Now she can no longer hold back her tears.
“My child is a U.S. citizen,” she says. “Would you take my child from me? Would you send me back and take my child? What would she become? Would you break a family?”
The health-care system in Haiti is terrible, she says. Patients wait on hospital beds with no sheets, clutching brown paper bags of medicine they brought with them, hoping doctors not stopped by strikes will see them. In Haiti, she said, “You call 911, the ambulance has no gas to come help you. There is no security. There is no place to render justice.”
Rony Ponthieux doesn’t want to go to Canada either, but the prospect of returning to Haiti is not one he can see. He has lived in the United States since 1999, and he and his wife were granted TPS after the 2010 earthquake.
While here, he has gone to school and become a registered nurse. Since 2015, he has worked at Jackson Memorial Hospital in Miami.

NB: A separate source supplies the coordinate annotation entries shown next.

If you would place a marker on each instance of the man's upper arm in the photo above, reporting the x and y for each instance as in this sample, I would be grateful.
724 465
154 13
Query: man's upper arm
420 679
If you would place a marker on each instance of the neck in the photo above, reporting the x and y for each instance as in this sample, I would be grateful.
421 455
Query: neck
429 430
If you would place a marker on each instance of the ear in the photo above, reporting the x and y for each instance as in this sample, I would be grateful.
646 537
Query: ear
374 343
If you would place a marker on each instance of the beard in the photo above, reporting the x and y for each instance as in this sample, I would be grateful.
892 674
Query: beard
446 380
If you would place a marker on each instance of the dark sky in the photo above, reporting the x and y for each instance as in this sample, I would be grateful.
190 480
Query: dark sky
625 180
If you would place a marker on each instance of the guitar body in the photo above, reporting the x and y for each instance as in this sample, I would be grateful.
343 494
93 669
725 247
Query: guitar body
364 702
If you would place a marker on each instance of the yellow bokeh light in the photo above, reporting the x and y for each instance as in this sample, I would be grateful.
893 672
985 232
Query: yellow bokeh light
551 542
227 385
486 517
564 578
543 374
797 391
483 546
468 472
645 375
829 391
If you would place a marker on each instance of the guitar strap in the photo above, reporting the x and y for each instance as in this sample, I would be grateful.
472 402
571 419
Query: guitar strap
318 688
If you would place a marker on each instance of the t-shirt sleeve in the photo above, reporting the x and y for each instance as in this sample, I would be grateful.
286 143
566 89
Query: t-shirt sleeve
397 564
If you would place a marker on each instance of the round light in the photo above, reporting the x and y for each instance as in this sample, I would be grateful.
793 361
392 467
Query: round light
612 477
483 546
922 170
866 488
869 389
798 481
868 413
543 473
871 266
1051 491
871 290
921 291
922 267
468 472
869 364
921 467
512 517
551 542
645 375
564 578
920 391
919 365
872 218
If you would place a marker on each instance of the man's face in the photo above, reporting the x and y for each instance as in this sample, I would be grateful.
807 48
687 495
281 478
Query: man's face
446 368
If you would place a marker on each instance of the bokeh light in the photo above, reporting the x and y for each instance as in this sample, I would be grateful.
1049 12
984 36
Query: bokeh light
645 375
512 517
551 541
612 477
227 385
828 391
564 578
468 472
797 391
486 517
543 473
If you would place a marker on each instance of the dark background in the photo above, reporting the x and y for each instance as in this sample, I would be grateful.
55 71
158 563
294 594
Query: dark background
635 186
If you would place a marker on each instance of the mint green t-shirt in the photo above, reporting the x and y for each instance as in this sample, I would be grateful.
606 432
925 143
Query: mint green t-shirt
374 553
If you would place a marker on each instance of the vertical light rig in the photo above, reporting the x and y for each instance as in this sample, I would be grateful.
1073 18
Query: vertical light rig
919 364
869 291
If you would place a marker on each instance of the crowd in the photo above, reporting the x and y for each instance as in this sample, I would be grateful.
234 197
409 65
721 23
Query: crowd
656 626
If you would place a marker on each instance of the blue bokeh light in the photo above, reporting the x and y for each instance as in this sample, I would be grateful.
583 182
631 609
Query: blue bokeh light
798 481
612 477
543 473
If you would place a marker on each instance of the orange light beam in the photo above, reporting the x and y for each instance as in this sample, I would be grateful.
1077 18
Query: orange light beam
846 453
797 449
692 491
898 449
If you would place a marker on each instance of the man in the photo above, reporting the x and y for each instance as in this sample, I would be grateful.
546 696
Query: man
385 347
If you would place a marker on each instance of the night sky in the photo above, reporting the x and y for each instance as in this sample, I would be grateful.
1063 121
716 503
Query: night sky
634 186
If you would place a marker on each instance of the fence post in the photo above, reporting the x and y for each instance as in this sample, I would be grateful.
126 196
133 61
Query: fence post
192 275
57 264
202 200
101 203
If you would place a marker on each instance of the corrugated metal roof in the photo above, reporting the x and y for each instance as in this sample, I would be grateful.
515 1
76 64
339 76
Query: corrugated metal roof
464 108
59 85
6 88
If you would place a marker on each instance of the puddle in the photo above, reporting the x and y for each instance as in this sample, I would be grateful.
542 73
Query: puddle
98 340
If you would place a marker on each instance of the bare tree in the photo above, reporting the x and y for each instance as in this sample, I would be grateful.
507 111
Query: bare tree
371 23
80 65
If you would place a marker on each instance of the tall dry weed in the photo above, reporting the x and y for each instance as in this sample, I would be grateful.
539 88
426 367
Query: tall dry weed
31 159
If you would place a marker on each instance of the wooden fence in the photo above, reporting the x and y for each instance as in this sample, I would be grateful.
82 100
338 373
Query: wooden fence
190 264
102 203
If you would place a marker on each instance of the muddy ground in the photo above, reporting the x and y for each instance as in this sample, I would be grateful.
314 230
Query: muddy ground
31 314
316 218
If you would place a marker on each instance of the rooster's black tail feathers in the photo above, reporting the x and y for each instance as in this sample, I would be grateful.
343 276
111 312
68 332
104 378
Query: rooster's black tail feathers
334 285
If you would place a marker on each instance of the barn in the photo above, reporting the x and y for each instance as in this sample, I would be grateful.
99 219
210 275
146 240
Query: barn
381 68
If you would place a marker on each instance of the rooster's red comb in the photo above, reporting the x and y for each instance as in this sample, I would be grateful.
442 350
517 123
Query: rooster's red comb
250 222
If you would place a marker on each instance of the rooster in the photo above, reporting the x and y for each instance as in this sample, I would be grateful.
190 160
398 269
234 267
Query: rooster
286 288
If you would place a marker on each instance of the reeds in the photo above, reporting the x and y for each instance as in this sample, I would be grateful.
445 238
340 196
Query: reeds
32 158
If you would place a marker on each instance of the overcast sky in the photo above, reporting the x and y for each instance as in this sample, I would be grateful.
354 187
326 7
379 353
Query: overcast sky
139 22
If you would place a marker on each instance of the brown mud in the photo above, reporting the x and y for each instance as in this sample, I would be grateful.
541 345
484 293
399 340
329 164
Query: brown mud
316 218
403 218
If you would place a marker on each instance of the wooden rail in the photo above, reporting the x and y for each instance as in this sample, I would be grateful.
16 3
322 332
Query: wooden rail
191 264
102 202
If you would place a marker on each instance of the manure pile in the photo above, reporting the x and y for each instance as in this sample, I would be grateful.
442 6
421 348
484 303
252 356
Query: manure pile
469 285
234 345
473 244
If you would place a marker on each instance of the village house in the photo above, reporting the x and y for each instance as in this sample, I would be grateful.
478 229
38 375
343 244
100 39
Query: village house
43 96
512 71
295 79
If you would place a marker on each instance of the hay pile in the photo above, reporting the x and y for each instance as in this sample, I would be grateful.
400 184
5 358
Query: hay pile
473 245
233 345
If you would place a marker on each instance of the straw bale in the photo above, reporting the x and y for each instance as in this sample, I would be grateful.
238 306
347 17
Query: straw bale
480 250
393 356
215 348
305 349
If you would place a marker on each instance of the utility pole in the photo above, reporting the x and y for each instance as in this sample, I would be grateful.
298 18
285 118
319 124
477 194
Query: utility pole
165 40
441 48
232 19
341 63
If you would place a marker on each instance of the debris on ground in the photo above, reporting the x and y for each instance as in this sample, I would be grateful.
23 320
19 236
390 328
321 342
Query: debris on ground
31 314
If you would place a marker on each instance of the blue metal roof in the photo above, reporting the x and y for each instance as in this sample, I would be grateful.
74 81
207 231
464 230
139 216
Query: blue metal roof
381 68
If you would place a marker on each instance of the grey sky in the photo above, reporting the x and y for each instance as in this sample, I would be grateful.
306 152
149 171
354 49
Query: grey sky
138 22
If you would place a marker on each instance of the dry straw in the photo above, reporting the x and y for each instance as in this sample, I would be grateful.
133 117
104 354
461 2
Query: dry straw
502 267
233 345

“I have two children born here,” Ponthieux said. “The eldest son is 16, going on 17. I have a girl who . . . spoke at Washington in Congress. She was giving some speeches. She is gifted. She just turned 10. She was champion spelling bee for her school.”
Moving to Canada would be a last option. “I heard the news. I see the borders. I don’t think it’s a good idea.”
On the other hand: “If I go to Haiti, I would struggle to live. To take care of children will be hard. If I leave children here, it will be family separation. It is not good to leave children here.”
But, he added, “Imagine children born here and go to a place with no pure water. No shelter. No food. No house in Haiti. It would be a bad situation.”